Study of Instabilities in Phase Transitions, Shell Buckling, and Inverse Problems

Energy minimization principles can often be used to explain what is observed in nature, such as instabilities - phenomena where small changes in the environment cause large quantitative or even qualitative changes. This project considers energy methods to analyze three types of instability relevant to applications. The first type concerns phase transformations in solids, which underly shape memory effects and other applications of smart materials, with a focus on stability of phase boundaries, to improve the ability of identifying critical strains at the onset of phase transitions.

The second is buckling, where the failure of a slender structure occurs abruptly, after the critical stress threshold has been crossed. Slender structures play an increasingly important role in the technological world, delivering light-weight and highly functional devices. However, a full understanding of their extreme sensitivity to imperfections is not yet available in both mechanics and engineering.

One specific goal of the project is to shed light on the buckling of axially compressed cylindrical shells, by revealing the mechanisms that allow small imperfections of shape and load to have a dramatic effect on the critical stress.

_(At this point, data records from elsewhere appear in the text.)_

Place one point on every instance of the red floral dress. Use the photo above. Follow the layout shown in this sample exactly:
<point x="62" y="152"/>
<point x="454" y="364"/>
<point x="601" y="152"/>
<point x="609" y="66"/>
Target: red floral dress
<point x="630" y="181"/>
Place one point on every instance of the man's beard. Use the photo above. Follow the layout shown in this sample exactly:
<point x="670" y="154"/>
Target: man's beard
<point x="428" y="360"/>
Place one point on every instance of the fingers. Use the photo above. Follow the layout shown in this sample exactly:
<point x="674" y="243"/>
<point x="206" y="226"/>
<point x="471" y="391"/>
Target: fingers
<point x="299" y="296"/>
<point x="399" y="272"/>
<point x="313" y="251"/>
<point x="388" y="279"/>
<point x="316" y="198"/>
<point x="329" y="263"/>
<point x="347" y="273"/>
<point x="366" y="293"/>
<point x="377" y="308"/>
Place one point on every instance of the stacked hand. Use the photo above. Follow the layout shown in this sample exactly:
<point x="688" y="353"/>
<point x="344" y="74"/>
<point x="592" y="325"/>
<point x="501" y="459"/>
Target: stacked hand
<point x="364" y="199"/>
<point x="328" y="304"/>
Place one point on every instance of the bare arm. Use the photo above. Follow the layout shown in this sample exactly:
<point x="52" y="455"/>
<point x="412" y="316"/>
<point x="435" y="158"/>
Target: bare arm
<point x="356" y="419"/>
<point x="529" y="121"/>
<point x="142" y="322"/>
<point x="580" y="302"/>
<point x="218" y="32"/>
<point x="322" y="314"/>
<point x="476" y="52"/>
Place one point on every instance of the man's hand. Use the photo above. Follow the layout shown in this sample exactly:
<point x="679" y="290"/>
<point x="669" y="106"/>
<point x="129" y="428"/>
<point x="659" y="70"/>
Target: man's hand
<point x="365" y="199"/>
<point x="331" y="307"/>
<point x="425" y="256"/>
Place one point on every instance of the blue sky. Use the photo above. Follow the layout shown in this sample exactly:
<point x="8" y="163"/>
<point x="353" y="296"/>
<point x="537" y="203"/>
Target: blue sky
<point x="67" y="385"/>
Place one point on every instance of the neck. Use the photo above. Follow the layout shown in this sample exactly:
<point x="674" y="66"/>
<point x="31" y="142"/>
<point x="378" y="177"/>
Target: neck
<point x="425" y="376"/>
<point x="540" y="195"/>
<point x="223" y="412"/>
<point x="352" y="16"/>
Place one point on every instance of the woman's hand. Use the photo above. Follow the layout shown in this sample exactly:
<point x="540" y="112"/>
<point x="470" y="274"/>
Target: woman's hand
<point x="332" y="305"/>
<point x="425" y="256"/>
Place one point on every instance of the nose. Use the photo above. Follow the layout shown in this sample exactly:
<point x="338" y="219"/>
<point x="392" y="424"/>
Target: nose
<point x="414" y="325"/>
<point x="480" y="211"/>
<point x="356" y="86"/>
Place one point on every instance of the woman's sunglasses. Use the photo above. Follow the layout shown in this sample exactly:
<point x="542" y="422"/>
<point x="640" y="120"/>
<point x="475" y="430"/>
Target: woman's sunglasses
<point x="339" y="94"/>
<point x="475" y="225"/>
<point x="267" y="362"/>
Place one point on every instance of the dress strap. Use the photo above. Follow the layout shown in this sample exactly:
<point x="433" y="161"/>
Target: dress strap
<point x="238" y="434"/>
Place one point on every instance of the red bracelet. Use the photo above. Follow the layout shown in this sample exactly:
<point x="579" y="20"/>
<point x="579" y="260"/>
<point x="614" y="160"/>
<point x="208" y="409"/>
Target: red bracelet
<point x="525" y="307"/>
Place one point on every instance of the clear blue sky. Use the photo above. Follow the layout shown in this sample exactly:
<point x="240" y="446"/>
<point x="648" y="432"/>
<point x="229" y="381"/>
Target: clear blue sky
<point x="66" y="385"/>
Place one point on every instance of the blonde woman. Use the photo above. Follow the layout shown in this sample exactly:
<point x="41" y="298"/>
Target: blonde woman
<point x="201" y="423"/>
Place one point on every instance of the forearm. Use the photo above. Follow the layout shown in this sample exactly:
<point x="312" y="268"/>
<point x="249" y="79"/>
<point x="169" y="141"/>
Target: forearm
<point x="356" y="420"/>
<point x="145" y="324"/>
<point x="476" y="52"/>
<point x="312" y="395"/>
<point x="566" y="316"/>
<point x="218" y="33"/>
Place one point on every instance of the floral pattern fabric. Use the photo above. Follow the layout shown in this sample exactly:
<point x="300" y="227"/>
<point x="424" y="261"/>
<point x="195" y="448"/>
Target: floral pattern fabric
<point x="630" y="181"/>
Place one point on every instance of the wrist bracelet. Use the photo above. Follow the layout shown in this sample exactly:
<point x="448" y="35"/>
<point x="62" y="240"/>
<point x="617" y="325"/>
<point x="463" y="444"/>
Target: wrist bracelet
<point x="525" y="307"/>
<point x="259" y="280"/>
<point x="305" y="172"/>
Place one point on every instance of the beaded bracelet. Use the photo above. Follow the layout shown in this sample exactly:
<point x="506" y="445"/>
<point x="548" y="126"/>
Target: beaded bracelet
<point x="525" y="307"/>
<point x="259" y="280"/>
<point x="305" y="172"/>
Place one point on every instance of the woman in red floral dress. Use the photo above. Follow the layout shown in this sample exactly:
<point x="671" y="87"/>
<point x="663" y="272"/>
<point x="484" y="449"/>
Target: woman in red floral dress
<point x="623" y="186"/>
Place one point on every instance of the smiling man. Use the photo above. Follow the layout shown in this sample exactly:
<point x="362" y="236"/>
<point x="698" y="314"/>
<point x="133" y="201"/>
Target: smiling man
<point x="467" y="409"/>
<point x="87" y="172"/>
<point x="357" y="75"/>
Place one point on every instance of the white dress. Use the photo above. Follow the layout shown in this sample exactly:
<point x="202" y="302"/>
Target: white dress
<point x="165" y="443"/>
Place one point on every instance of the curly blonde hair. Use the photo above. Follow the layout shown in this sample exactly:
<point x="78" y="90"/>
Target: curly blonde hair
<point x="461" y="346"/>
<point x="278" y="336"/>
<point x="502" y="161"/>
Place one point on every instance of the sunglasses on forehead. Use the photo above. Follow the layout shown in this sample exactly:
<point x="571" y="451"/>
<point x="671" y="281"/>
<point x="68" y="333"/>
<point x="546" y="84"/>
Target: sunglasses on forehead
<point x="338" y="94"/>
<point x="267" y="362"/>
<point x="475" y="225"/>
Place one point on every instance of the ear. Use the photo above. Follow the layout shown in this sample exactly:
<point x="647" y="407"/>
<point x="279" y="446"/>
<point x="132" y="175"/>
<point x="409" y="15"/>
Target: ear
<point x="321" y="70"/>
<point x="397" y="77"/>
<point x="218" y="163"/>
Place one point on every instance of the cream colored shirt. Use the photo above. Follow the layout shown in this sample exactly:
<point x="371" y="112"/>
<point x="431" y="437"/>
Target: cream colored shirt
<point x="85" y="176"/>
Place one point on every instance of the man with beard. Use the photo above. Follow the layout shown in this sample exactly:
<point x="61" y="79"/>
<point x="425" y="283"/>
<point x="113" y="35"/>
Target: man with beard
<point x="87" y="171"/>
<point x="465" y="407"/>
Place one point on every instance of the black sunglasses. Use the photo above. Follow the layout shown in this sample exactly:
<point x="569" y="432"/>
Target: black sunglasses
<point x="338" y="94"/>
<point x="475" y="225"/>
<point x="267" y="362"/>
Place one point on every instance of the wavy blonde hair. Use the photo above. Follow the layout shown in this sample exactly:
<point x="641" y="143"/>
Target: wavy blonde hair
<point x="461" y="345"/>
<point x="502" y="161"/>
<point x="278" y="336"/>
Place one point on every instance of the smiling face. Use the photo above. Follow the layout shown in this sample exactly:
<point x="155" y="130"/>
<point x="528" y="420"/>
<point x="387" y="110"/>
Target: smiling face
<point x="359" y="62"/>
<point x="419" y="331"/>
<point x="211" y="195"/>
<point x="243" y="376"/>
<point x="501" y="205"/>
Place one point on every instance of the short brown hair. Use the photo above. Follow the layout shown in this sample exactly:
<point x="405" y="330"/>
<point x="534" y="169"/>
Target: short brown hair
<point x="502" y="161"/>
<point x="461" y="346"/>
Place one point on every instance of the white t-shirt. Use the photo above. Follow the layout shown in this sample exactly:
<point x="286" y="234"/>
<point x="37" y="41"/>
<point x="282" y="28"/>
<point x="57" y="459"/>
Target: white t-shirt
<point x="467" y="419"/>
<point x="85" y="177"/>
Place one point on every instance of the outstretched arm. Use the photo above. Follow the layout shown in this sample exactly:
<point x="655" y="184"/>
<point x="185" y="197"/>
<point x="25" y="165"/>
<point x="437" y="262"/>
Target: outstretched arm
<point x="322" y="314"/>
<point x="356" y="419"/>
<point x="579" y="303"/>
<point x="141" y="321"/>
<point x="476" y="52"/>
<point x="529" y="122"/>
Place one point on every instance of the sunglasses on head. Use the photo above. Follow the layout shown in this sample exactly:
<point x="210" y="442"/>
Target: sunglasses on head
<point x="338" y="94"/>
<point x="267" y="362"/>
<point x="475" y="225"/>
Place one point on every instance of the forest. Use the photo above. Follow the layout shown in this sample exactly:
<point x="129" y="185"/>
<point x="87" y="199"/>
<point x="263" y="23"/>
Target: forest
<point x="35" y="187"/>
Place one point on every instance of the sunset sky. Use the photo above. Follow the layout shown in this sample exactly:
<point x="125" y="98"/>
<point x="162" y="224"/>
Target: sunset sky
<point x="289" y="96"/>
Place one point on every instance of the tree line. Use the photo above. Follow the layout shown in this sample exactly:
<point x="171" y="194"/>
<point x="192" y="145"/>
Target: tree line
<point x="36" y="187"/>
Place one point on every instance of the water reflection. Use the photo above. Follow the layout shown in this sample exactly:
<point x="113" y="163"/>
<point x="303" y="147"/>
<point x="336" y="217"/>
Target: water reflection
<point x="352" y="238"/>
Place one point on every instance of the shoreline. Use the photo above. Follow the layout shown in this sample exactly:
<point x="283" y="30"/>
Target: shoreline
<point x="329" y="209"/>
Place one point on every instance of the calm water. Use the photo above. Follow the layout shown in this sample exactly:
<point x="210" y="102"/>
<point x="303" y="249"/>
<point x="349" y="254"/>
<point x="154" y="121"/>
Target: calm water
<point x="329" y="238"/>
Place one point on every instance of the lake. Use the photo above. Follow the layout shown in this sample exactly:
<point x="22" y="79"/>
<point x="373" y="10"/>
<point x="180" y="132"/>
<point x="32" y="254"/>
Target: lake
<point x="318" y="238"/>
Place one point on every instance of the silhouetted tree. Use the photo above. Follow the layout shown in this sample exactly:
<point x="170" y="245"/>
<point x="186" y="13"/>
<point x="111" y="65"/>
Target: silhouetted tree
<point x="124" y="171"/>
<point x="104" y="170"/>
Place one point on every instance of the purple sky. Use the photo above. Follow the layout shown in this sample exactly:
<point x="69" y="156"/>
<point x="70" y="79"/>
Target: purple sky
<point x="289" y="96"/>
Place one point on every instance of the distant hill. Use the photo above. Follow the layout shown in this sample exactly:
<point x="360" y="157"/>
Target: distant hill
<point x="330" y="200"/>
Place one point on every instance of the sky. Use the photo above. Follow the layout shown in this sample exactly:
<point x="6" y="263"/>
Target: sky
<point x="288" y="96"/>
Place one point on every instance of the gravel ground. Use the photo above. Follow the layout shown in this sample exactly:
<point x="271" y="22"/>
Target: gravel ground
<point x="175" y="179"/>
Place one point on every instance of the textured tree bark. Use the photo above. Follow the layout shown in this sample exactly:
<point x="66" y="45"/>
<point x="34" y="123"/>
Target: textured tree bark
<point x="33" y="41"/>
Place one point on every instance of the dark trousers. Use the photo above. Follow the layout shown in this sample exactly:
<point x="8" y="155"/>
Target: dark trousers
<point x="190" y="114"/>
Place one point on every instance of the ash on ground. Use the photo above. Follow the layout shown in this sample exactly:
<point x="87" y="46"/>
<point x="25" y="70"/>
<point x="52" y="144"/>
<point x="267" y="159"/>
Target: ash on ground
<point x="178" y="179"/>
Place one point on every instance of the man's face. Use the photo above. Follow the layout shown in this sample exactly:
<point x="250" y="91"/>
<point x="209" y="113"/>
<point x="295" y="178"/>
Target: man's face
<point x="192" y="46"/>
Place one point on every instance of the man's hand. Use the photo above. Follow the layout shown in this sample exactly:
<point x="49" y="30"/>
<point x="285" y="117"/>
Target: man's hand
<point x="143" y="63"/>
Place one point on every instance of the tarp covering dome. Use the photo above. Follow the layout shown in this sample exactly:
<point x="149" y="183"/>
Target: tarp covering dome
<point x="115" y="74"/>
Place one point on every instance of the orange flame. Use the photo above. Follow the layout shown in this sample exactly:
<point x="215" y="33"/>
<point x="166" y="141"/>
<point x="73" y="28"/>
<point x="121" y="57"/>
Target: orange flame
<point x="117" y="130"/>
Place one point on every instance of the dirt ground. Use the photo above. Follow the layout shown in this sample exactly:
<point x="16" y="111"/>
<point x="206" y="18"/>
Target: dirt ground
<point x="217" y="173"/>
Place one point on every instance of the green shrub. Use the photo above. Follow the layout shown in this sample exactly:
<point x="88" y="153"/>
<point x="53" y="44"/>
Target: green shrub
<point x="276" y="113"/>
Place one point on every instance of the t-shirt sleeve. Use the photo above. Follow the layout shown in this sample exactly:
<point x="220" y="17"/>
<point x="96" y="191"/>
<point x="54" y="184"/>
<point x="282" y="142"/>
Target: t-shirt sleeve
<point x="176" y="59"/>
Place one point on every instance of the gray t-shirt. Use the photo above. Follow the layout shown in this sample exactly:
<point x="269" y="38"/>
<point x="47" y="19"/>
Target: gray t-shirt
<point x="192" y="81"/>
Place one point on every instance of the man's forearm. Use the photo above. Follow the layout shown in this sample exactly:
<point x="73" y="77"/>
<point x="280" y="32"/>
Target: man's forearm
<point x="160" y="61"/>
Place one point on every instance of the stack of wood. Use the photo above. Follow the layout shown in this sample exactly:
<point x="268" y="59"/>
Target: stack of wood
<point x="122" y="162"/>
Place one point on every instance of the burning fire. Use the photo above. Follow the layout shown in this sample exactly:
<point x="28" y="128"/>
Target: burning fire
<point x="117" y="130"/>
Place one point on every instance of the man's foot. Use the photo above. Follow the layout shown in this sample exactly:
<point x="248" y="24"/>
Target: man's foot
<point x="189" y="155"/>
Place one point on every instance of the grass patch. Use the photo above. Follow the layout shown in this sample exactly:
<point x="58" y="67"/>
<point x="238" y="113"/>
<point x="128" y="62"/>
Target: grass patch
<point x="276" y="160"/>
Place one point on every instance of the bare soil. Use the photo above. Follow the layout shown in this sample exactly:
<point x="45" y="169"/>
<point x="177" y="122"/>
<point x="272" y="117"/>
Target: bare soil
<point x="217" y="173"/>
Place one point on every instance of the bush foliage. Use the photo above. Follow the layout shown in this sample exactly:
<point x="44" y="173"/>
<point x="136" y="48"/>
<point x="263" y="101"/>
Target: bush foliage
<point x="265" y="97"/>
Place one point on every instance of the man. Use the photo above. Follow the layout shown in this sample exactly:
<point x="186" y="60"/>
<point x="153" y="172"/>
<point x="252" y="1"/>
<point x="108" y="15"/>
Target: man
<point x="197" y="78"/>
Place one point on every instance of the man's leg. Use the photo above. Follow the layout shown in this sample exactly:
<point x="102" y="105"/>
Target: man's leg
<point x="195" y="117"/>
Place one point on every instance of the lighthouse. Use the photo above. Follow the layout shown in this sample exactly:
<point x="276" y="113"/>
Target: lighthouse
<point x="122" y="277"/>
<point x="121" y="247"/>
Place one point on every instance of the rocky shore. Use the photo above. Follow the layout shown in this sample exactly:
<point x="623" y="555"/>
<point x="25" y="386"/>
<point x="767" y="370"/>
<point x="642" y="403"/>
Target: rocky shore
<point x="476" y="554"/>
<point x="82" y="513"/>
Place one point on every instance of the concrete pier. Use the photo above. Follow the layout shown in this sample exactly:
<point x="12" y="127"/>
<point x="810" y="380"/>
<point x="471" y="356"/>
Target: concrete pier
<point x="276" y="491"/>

The third instability analyzed is of a numerical type, where the precision of measurements of properties of materials, such as electromagnetic permittivity or electrical impedance spectrum, does not translate to equally precise prediction of their response at much higher or much lower frequencies than in the available data.

Inspired by applications to radiology and remote sensing, the aim is to quantify these instabilities to inform the creation of new algorithms that reconstruct the material response characteristics with provable optimality. The project provides research mentoring and training opportunities for graduate students.

Mathematics being developed to study stability of phase boundaries represents a contribution to Calculus of Variations, where the almost intractable concept of quasiconvexity plays a central role. The research project will develop tools needed to gain insight into the structure of quasiconvex envelopes. Notwithstanding the fact that quasiconvexity in general defies any meaningful general attack, the information this research will deliver will be of direct practical importance, permitting exact or approximate relaxations of specific energies, and will provide a provably complete set of practically accessible information.

The investigation of buckling of cylindrical shells will create a new set of theoretical predictions to be compared with experiment. The key feature of these predictions is the quantitative description of mechanisms of instability responsible for the discrepancy between the classical buckling load and the experimentally observed ones. Theoretical issues pertaining to more general shells will also be addressed.

Stieltjes functions form a special class of analytic functions virtually ubiquitous in physics. Quantitative understanding of such functions will contribute to practical algorithms for reconstructing material responses, such as complex electromagnetic permittivity of dielectric media and complex impedance of electrical circuits. A new investigation into the properties of completely monotone functions will complement and expand the current scant knowledge about this important class of functions. Applications to more efficient processing of radiology and remote sensing data are anticipated.

This award reflects NSF's statutory mission and has been deemed worthy of support through evaluation using the Foundation's intellectual merit and broader impacts review criteria.